Because we serve a huge population of financially vulnerable customers, it is even more important that we remind them of major events months in advance, particularly leading up to these seasonal events like tax filings or the holiday season. We are proactive in educating our customers as to how they can make the best use of the different features we offer.
When you’re educating your customers, as you mentioned, you communicate small bits of information to them over time through your platform. How do you make sure you’re communicating these tips effectively?
No one customer is the same. In a product management process, we try to create at least six or seven different types of scenarios for different messaging types and do a lot of testing and learning with our customers. We look across our audiences in a very varied way — no one message is delivered to a single type of customer.
We do a tremendous amount of customer service evaluation with our customers on a weekly basis to understand what we can do better. For example, we use analytics to understand their perception of a message and how they are reacting to it, and we use these real-time events to enhance messaging to positively influence our customers. That's how we can control all the minor factors that go into not only servicing a product, but also ensuring that we are able to continuously create better products and features for our customers.
Stress-testing new ideas
I'm sure some of your new product features and enhancements come from customers and some from internal innovation. Do you find it to be one more than the other?
I'd say it's a mix of both. Essentially, it comes down to the strategy that drives our roadmap. Is it driven by requests from customers or is it driven by internal innovation? We involve customer input and feedback at all levels when it comes to our product development lifecycle. We use a version of the PDLC lifecycle.
When developing new products and features, do you have a mission or mantra that you keep top of mind?
To give all people the power to bank seamlessly, affordably, and with confidence. With anything we do, we ask “Is this holding true to our mission?” We also have a very formal process where we put our ideas through an ideation session, similar to “stress testing.”

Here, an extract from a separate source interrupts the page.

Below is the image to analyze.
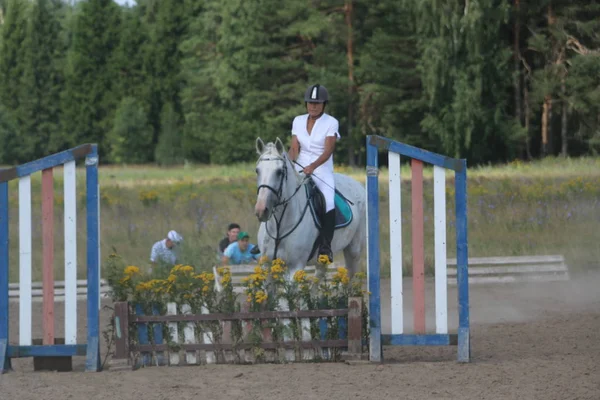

We try to put ideas through a maturity cycle to find out if the intention really is to help customers. Is it creating a new revenue opportunity? Does it fit the enterprise vision? Once the idea has been completely vetted, a product manager works with an executive to champion that idea and then puts it through the different stages of the product development cycle prior to launch.
Has there been a recent product or feature that you feel really adds unique value for the business and the customer?
Our flagship digital bank for consumers, GO2bank, is a result of this design process. We’ve added millions of customers on this product since it launched in 2021.
We spent months talking to our customers to understand what was important to them. Their top need was access to cash because the majority of our customers live paycheck-to-paycheck. Building and learning about credit was vital to them too. We looked at all their feedback holistically and considered how we could build a product around their needs. That sparked the idea for GO2bank, and after months of user testing, we launched the product.
For the first time, we were able to create a banking product with debit features as well as credit-building functionality. This allowed customers to build credit and access other financial services in one ecosystem. As mentioned previously, we continue to modify and add to the product based on customer engagement to ensure we are addressing our customer’s changing needs.